Nesse sentido, nunca foi lhes foi necessário levantar questão sobre os atributos mais requisitados em um ser divino, tais como: a força, o poder, o domínio sobre a sorte das pessoas, como também sobre as forças da natureza etc. Um capítulo da Bíblia que tivesse esse propósito fosse escrito hoje, repousaria em argumentos bem mais complexos, e, logicamente, sem deixar de lado o apelo ao sobrenatural, diria algo assim: Os ídolos não podem devolver o seu emprego; não podem curar a sua mãe; não podem lhe garantir prosperidade e nem podem fazer vocês ganharem causas na justiça. O seu texto nunca questionaria a sua falta de atitude, a insensibilidade para com as pessoas ou a incapacidade do ídolo de reconhecer a iniquidade e a injustiça no momento presente, muito menos revelaria a sua indignação contra as verdadeiras causas do pecado.

Trocando em miúdos, na equiparação com um profeta ou mesmo com um salmista, nós somos tão completamente ineficientes quanto os tais ídolos que permeiam a imaginação do nosso povo e que atraem para si a fé de muitos. E aqui é interessante notar também que é exatamente isso que a Bíblia profetiza a nosso respeito: Tornem-se semelhantes a eles os que os fazem e quantos neles confiam. Com o passar dos séculos, através da história da igreja e das experiências que já vivemos, poderíamos acrescentar ainda mais: e também aqueles que simplesmente veem tudo isso acontecer e acham que tem que ser assim mesmo.

Parafraseando Edmund Burke: para que a idolatria prevaleça, basta que o fiel ao Deus verdadeiro não faça nada. Bem disse o apóstolo Paulo que a nossa luta não é contra sangue e carne, mas contra os dominadores deste mundo tenebroso e contra as forças espirituais do mal, nas regiões celestes. Essas palavras servem para nos alertar que a ineficácia da igreja de hoje caminha em pelo menos três direções: na permissividade e facilidade com que ídolos se estabelecem entre nós; no grande equívoco de imaginar que Deus concedeu a eles algum tipo de unção especialmente diferenciada para esse fim; em achar que é melhor que as novas gerações sejam assim, mas que permaneçam na igreja, em vez de estarem no mundo fazendo outras coisas. Felizmente a educação cristã não é tão flexível assim. Quem não é por mim é contra mim; e quem comigo não ajunta espalha, disse Jesus. A fé sempre vai exigir de nós a vigilância constante.
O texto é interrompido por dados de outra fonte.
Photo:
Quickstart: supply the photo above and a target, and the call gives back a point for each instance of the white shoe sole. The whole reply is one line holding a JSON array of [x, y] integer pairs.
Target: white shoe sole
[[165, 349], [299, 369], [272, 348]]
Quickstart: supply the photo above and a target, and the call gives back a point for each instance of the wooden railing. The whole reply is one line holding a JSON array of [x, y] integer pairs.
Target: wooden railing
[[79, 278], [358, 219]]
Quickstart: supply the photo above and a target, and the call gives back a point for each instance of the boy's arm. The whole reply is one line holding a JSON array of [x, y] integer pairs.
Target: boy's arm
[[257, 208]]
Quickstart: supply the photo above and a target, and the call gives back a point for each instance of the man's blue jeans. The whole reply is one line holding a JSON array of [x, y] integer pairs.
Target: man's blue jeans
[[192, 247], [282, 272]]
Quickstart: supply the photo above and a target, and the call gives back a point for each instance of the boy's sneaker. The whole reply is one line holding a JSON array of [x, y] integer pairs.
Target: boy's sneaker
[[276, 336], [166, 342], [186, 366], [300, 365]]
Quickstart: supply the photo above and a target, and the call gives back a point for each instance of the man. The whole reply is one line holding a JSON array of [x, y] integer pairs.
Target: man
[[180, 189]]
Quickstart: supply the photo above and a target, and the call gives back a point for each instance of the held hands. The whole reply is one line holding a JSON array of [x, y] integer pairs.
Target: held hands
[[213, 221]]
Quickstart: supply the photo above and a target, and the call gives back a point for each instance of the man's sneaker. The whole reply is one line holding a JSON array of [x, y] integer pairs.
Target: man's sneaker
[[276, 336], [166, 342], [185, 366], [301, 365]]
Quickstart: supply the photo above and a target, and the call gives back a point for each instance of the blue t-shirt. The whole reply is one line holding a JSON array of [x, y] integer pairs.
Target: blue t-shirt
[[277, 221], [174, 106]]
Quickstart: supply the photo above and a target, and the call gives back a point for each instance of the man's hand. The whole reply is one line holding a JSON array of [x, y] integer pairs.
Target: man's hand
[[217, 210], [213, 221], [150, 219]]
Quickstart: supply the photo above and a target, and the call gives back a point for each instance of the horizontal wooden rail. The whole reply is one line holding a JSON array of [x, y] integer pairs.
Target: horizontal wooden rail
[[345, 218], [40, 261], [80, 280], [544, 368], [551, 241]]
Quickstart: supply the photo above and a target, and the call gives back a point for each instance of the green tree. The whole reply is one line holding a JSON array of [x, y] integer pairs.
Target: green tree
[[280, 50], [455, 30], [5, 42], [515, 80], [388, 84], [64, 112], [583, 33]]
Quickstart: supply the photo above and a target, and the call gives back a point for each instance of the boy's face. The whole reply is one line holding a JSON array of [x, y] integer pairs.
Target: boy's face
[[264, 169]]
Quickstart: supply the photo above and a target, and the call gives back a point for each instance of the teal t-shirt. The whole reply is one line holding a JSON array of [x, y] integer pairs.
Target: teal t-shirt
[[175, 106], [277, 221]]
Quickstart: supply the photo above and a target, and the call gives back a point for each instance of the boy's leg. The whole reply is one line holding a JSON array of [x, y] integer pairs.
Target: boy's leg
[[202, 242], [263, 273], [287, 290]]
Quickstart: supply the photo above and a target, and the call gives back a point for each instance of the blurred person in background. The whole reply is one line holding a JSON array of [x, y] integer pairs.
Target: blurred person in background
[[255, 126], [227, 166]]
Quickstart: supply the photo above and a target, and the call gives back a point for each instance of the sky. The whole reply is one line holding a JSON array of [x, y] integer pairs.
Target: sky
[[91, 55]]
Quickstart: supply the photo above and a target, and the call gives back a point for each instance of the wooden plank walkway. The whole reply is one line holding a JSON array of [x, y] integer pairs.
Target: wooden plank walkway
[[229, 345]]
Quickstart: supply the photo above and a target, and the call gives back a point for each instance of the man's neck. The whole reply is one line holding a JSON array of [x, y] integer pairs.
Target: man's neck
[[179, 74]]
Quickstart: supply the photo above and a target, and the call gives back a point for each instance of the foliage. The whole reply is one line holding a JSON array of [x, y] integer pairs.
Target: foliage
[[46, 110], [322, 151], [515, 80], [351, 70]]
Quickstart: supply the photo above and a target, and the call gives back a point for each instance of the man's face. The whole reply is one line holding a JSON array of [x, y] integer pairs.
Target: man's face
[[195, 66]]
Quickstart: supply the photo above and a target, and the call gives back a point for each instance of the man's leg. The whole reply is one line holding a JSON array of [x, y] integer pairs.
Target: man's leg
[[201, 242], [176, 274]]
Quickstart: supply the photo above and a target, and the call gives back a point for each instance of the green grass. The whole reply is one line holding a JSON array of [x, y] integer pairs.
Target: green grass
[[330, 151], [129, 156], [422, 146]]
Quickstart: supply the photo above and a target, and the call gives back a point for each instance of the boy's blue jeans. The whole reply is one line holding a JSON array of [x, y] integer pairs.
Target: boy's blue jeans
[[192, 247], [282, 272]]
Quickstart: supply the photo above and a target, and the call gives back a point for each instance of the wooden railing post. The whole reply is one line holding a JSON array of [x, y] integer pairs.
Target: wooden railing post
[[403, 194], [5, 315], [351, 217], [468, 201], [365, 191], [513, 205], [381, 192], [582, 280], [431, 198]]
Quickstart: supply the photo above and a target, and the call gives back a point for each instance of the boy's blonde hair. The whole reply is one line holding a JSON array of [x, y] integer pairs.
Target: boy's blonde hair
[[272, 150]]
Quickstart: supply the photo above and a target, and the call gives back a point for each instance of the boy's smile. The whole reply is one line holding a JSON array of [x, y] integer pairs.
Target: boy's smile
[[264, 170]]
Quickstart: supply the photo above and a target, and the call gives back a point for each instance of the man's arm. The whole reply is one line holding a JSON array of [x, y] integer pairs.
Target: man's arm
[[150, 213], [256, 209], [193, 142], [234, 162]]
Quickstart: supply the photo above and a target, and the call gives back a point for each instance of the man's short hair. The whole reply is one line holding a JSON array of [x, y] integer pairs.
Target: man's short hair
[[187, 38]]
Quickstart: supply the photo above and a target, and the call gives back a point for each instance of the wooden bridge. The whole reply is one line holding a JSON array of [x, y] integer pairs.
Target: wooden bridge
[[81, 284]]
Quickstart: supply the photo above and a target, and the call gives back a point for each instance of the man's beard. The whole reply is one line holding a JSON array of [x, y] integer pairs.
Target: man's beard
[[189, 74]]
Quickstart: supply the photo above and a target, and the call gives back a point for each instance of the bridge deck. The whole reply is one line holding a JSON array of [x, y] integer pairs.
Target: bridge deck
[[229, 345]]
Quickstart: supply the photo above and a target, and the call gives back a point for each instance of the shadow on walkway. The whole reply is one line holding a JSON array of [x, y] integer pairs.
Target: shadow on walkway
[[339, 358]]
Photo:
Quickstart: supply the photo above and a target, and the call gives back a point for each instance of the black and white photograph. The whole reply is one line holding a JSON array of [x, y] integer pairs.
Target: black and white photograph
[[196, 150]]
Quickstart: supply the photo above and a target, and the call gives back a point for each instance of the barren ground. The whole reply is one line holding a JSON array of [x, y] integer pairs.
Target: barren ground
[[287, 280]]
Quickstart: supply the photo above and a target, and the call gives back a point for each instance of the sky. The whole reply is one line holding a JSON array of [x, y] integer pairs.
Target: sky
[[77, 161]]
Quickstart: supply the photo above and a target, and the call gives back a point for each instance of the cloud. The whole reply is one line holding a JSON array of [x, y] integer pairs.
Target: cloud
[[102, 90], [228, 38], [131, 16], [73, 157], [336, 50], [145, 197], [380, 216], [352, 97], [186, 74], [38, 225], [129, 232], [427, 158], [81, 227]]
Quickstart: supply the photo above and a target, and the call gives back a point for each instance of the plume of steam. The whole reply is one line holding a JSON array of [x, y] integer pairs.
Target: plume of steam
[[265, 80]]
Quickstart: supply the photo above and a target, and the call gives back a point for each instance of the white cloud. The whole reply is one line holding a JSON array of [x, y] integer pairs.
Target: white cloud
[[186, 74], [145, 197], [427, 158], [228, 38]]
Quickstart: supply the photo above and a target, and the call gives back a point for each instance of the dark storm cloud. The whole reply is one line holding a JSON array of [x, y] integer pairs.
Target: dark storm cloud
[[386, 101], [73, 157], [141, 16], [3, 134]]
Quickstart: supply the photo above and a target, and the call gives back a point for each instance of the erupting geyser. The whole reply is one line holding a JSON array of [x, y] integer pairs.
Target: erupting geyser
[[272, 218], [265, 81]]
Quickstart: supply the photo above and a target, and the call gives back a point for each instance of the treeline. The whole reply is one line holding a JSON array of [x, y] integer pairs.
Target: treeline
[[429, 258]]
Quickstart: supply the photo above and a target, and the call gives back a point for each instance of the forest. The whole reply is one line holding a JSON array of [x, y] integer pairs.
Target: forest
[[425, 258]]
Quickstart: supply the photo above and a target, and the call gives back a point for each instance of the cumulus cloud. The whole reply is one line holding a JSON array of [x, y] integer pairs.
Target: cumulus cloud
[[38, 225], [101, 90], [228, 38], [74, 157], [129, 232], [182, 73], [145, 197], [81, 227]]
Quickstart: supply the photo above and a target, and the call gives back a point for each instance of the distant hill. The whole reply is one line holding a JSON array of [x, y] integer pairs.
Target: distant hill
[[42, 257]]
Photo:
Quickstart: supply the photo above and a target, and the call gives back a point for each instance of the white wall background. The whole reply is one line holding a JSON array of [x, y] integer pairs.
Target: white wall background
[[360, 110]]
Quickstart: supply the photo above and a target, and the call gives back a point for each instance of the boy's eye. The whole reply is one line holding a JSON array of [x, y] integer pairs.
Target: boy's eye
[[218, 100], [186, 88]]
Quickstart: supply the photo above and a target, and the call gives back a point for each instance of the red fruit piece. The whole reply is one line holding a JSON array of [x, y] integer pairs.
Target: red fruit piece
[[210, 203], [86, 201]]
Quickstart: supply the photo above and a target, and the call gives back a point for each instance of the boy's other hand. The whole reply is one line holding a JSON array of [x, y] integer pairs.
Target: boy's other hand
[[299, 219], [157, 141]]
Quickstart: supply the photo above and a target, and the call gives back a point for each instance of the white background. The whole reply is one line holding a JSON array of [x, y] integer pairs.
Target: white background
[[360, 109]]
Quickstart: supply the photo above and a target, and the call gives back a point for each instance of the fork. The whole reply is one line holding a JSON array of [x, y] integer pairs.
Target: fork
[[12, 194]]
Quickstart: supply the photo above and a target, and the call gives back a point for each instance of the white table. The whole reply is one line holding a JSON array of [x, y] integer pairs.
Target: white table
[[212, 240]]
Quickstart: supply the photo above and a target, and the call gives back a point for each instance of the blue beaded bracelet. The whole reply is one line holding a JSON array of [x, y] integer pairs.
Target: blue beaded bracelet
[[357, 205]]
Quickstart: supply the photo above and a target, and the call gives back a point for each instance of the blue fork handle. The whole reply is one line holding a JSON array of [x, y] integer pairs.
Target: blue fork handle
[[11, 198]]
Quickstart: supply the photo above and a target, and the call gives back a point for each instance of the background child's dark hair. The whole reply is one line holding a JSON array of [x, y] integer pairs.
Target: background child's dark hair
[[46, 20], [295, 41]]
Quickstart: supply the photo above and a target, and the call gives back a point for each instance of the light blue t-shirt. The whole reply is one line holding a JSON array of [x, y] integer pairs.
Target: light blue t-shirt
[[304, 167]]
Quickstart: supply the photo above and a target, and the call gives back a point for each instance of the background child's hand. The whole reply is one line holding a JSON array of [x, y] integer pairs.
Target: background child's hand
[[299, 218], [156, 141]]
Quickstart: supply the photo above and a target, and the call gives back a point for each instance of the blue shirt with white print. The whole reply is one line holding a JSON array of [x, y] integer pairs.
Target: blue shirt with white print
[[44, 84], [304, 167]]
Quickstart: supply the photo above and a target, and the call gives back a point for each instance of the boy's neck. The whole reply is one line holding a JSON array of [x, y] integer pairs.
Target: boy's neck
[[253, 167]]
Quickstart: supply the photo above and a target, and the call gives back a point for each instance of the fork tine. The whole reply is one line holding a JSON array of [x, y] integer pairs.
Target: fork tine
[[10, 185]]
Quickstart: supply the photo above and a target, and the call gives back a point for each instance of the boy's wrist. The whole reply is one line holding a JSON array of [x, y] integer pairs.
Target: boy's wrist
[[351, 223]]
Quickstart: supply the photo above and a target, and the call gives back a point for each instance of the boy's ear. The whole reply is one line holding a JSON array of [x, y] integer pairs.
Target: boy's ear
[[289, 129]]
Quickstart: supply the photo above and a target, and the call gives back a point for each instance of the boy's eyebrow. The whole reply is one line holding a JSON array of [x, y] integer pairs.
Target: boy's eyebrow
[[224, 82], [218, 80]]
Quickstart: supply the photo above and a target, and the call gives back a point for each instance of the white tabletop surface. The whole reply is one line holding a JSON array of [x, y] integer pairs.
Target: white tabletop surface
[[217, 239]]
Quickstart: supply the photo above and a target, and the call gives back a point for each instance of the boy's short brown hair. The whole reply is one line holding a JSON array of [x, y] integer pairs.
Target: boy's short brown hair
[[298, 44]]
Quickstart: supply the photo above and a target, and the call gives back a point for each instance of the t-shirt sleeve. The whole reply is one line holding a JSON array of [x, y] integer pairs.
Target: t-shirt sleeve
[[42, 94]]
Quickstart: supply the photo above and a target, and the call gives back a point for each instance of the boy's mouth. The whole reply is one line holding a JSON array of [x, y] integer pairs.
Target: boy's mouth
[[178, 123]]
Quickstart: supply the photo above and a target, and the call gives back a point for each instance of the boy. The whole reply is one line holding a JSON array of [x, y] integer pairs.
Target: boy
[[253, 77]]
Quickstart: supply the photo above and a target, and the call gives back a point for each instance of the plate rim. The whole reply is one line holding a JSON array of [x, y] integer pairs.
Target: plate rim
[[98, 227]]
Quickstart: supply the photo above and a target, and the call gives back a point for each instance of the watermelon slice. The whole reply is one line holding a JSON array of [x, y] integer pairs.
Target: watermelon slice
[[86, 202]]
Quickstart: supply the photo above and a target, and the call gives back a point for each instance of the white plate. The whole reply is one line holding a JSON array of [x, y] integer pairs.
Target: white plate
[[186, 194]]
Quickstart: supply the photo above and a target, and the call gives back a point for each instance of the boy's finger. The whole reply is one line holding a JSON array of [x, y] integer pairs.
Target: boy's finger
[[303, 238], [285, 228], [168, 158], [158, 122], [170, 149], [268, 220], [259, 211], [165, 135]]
Tenho que admitir que está cada vez mais difícil detectar a idolatria. Os lobos estão cada vez mais parecidos com ovelhas. Eles não apenas imitam os cristãos, agora, até se parecem com eles. Com pesar sou obrigado a reconhecer que, se por um lado a percepção dos cristãos tem embotado, por outro, os ídolos atuais não são mais tão passivos quanto os de antigamente. Esses falam, e falam muito. Andam, e vão longe. Enxergam em todas as coisas a oportunidade de ganho, até nas comunidades mais carentes. Só ouvem atentamente o desejo dos seus corações. Cheiram o dinheiro de longe, e estão sempre ávidos para apalpar os bens que a misericórdia de Deus concedeu a cada um para seu sustento.

Por tudo isso é que o salmista irrompe com as afirmações mais inequívocas e que, na sua experiência, só podem ser atribuídas aos Deus altíssimo: Ele tem se lembrado de nós, tem nos amparado e tem sido o nosso escudo. É na repetição incansável que acontece em todas as missas da Igreja Católica que podemos entender o que fez o autor desse salmo perceber de pronto a diferença entre Deus e os ídolos. Ele olha para a precariedade de si mesmo, estende o olhar para a perdida multidão à sua volta, e declara com toda convicção: Não a nós, SENHOR, não a nós, mas ao teu nome dá glória, por amor da tua misericórdia e da tua fidelidade. Sl 115.1.